Кудесник сей, как поговаривали, учился у лапландских ноид[410] и мог очень многое, однако нынче, не напрягаясь, всецело предавался праздности и только изредка тряс стариной по части сыска, весьма секретной.
— А, это ты, кормилец, — басом рявкнул он при виде графа, рыгнул и, помахав, как знаменем, разломанным лещом, ужасно зазвенел веригами цепи. — Ты Пушку мне не присылай более, не баба — дубовое бревно. А вот было у меня вчера видение, — страшный голос его подобрел, сделался похожим на человечий, — что бабы есть, кои “дилижанс” вытворять могут, сиречь прехитрую амурную премудрость, для тела и души зело приятственную. Ты уж расстарайся давай, кормилец, добудь мне, сколько можешь, таких-то вот блядей… А то тошно мне зело, весьма скучно, и икру нынче, кормилец, подали мне паршивую, в рот не взять, одни ястыки…[411]
И дабы показать всю бедственность своего положения, Кондратий снова загремел цепями, на манер пролетария, которому больше нечего терять[412].

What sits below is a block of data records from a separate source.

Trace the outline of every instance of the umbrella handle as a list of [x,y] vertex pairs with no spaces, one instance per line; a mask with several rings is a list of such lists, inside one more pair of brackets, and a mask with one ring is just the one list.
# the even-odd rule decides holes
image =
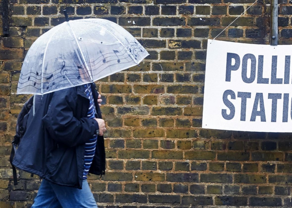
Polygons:
[[65,15],[65,18],[66,18],[66,21],[69,22],[69,18],[68,18],[68,15],[67,13],[67,11],[66,9],[64,9],[63,11],[64,12],[64,14]]

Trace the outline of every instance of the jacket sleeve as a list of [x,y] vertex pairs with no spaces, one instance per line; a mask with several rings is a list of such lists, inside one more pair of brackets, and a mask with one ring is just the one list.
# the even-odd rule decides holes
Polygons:
[[48,112],[42,119],[53,139],[69,146],[84,144],[98,130],[95,119],[77,119],[74,116],[76,99],[72,92],[62,90],[54,93]]

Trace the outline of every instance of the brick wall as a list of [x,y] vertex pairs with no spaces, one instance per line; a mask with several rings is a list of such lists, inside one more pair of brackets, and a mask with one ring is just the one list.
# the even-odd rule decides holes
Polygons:
[[[0,207],[30,207],[39,185],[22,171],[11,181],[10,143],[28,97],[16,87],[26,52],[65,8],[71,20],[117,23],[150,54],[96,82],[108,129],[106,174],[89,178],[100,207],[292,206],[292,134],[201,127],[207,39],[254,1],[10,0],[9,36],[0,20]],[[291,44],[292,2],[278,1],[279,43]],[[217,39],[269,44],[269,3],[259,0]]]

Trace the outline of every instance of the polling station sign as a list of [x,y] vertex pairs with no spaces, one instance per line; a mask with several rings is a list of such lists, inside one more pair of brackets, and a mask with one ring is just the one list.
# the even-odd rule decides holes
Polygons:
[[208,40],[202,127],[292,132],[292,46]]

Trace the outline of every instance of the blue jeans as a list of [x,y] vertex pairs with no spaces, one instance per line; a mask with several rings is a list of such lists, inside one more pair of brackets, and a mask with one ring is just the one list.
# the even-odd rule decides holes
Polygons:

— Так, значит, говоришь, Лушка с икрой тебе не по нраву? — тихо, но очень впечатляюще осведомился Чесменский и, не дожидаясь ответа, сделался крайне нехорош. — Так и не будет тебе, такую твою мать, больше ни Лушки, ни икры. А вякнешь еще раз, будет “печать огненная”. У меня тут как раз умелец сидит один, недалече, за стенкой. Большой по мудям дока. — Он нахмурился, выдерживая паузу, с грозным видом засопел, однако, чувствуя, что перегибает палку, усмехнулся и пошел на контакт. — Что, мать твою, осознал? Ну и ладно. Не время сейчас о бабах-то, не время. Беда у меня, Кондратий, беда, погибли люди. Выпотрошили, как курят, мозгов лишили. Вот, — он протянул волшебнику часы фельдмаршала, горестно, изображая скорбь, вздохнул. — Ты бы глянул, что ли, кто, откуда, по чьей указке. Чует мое сердце, опять латиняне, католики поганые… А одолеем супостата, так и быть, придет и на твою улицу праздник. Будет тебе и “дилижанс” с бабами, и икра с оттенками[413]. Надо, Кондратий, надо. Ох, как надо-то…
Ишь ты, оказывается, не просто ругатель и вельможный самодур, а тонкий психолог, знающий подходы.